Terör örgütleriyle ilişkileri tescilli partilerle demlenmek mi dersiniz, daha önceki gün Çağlayan Adliyemize saldıranların da aralarında olduğu teröristlere kol kanat germek mi dersiniz, emperyalistlerin ülkemizi köşeye sıkıştırmak için kullandıkları her araca, her argümana sarılmak mı dersiniz. Velhasıl akla gelen gelmeyen nice karanlık pazarlıkla garip bir telaş ve saldırganlık içinde çırpınıp duruyorlar.

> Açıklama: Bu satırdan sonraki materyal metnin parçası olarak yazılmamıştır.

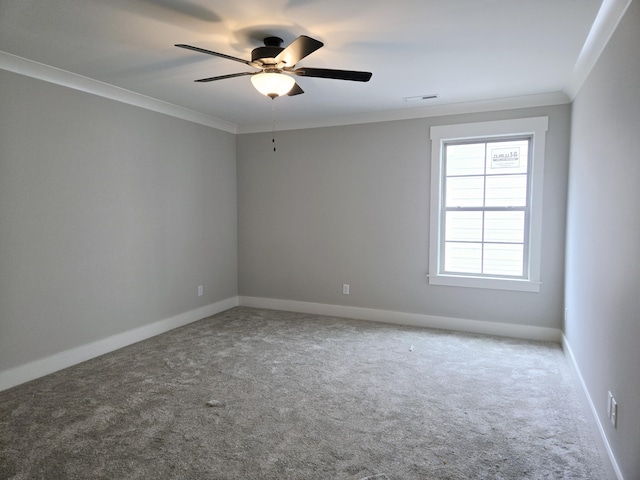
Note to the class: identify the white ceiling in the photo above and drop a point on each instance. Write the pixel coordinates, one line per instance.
(463, 50)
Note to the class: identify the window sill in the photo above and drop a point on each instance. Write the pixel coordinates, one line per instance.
(484, 282)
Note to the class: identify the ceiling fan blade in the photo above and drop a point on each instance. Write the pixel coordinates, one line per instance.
(295, 90)
(222, 77)
(215, 54)
(298, 49)
(330, 73)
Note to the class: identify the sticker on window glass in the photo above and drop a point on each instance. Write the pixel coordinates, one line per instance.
(505, 157)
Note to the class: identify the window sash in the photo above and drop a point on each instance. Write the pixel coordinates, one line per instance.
(535, 129)
(481, 181)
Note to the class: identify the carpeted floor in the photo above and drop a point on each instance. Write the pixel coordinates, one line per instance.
(260, 394)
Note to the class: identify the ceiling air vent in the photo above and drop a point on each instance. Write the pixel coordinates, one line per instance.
(421, 98)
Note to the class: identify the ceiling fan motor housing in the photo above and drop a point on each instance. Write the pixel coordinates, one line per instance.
(268, 53)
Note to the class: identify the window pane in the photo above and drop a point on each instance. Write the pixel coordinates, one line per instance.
(504, 227)
(463, 257)
(503, 259)
(463, 226)
(464, 192)
(506, 191)
(507, 157)
(465, 159)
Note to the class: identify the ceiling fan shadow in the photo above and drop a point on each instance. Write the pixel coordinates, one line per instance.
(170, 11)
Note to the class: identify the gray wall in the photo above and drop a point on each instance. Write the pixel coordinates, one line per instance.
(350, 205)
(110, 217)
(603, 238)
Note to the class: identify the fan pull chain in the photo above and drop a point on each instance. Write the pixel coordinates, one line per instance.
(273, 123)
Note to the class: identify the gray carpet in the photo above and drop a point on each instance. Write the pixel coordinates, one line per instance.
(260, 394)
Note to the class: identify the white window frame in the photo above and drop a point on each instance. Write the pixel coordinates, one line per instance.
(536, 127)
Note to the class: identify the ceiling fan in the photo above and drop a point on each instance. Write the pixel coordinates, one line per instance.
(276, 65)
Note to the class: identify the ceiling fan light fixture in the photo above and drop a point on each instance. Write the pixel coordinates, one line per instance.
(273, 84)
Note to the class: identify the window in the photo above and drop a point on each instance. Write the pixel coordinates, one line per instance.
(486, 204)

Milletimiz, mayıs seçimlerinin ardından altılı ittifakın düştüğü duruma bakıp ‘Ülke iyi ki bunların eline kalmadı’ diye hamd ediyor. Mart seçimlerinin ardından da herhalde aynı şükrü şehirlerimizdeki vatandaşlarımız ‘İyi ki bunların eline düşmedik’ diye yapacak. Gidişat onu gösteriyor.
Biz ülkemize, milletimize, şehirlerimize, en başta da deprem bölgemize neler yapabileceğimize, dertlere nasıl derman olabileceğimize, sıkıntıları nasıl çözebileceğimize, eksikleri nasıl tamamlayabileceğimize bakıyoruz.
Özellikle milletimizin bize verdiği yetkinin ve sağladığı desteğin gereğini yerine getirmezsek vebal altında kalırız.
Adıyaman’ın acı günlerinde olduğu gibi sevinçli günlerinde de hep yanında yer almayı sürdüreceğiz. Hepinizi sevgiyle, saygıyla selamlıyor, Allah’a emanet ediyorum. Kalın sağlıcakla.”